The question is why did Hijazi feel the need to give the warning at the present moment of time? As he explained “previously the foreign buyers used to dominate the market but now despite a selling spree the market is growing.” The SECP revealed that from 1st November 2016 to 23rd January 2016 foreign portfolio investment offloaded stocks worth a massive Rs 38.6 billion, the banking sector sold shares worth around Rs 89.7 billion, brokers Rs 500 million and other organisations sold their holdings of Rs 2.5 billion. And during this very period, individual investors bought shares amounting to Rs 14 billion, mutual funds bought Rs 23.8 billion worth of shares, companies’ 7.6 billion shares and NBFCs 5.8 billion shares. This, as per Hijazi, indicates that “local players are strong to counter selling pressure triggered by foreign investors who still account for 43 percent of market presence.”

Be that as it may, Hijazi’s warning to small investors was that brokers manipulate the market to attract their capital through a surge but their overriding objective is to take profits which, unfortunately, are at the cost of the small investor. He proceeded to provide eight guidelines to small investors to forestall being manipulated by the brokers: (i) deal only with licensed brokers, as all others are not answerable to the stock exchange or SECP; (ii) trade with your own account, not a benami account as that alone would entitle you to file a complaint; (iii) do not authorize a third party to operate your account; (iv) pay brokers through a cross cheque and not cash; (v) maintain documentary record of all transactions; (vi) do not make any transaction on tips received, insider trading, which is illegal in any case, but may well be inaccurate; (vii) maintain custody and control over your securities; and (viii) do not invest on the basis of dubious research reports defined as one not notified by the SECP. At first glance, these are all commonsense guidelines and are as applicable in this country as they would be abroad in markets that are more developed than ours. In Pakistan, however, the danger of a prospective investor is greater mainly because of our large parallel illegal economy that is constantly in search of avenues for whitening black money.

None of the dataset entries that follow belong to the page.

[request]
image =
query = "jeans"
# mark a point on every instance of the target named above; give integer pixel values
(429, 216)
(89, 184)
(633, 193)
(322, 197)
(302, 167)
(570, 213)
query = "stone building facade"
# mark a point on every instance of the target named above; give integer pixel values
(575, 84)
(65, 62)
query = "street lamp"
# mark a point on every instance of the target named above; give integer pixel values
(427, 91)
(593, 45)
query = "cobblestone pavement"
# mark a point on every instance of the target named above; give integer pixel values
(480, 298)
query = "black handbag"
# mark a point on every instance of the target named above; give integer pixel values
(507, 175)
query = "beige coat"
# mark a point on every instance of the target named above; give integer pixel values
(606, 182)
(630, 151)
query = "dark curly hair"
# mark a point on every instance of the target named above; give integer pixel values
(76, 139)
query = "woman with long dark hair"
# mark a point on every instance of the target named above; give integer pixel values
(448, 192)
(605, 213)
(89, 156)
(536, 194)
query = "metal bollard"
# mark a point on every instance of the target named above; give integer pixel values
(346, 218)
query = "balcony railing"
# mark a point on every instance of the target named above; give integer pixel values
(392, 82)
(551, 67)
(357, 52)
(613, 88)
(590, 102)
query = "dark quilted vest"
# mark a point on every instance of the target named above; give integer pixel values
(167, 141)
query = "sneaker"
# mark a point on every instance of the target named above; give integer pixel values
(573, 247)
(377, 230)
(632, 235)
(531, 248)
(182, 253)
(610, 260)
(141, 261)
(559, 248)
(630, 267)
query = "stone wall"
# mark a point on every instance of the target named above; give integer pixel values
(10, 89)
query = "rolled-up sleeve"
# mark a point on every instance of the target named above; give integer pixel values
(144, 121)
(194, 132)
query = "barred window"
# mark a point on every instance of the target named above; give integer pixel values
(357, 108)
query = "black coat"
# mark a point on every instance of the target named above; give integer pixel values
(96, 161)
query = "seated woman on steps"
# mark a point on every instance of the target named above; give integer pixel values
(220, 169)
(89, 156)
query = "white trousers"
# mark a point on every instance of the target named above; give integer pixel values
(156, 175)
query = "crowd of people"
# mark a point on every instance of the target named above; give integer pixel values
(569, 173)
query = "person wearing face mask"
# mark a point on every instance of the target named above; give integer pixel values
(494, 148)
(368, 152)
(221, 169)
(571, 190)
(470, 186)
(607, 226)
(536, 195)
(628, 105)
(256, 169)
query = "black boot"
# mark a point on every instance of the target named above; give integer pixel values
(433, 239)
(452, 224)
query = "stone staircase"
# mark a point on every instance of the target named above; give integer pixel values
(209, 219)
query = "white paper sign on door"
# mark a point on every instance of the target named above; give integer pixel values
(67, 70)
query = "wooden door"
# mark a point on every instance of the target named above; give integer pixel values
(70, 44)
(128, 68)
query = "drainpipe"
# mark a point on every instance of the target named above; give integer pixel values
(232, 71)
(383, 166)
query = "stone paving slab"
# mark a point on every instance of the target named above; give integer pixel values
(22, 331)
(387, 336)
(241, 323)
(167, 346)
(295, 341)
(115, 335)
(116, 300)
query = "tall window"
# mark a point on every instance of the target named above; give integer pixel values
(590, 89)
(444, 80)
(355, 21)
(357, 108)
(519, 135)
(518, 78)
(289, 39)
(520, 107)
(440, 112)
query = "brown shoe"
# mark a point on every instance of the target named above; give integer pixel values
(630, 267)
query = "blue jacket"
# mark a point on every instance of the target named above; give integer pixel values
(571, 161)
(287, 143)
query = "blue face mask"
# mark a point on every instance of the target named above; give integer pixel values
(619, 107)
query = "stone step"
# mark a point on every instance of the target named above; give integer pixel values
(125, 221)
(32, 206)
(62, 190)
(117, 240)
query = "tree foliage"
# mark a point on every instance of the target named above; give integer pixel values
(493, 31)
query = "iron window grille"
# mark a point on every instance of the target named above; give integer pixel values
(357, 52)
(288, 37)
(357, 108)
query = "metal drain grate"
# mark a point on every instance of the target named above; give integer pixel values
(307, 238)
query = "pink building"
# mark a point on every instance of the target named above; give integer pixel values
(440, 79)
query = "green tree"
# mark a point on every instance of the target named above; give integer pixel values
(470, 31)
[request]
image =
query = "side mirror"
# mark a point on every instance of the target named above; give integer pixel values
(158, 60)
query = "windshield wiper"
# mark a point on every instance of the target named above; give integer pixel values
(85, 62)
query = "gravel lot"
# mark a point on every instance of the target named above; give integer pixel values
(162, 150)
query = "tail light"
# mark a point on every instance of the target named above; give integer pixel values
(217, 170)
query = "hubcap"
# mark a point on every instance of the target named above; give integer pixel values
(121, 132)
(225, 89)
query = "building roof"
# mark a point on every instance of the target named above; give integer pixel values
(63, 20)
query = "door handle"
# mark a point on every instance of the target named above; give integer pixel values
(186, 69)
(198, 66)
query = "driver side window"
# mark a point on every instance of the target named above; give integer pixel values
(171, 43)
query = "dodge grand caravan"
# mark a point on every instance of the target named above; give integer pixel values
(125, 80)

In this context, it is also relevant to note that Federal Finance Minister Ishaq Dar has constantly referred to a buoyant stock market as an indicator of the success of his policies; and has largely ignored cautionary notes by independent economists that brokers are manipulating the market, with the small investor the easiest to be manipulated, and that his low tax on this sector - generating no more than around Rs 5 billion per annum when the potential is closer to Rs 100 billion if the same tax rates as are applicable in neighbouring India are applied – needs an urgent revisit. Additionally, as Mahathir Muhammad noted after the 1997 financial crisis which impacted on the Malaysian ringgit and the stock market, foreign portfolio investment can leave the country overnight while domestic small investors can lose all their life savings in the stock market overnight. Thus one must appreciate Hijazi’s words of caution and hope that the small investors heed his sane advice.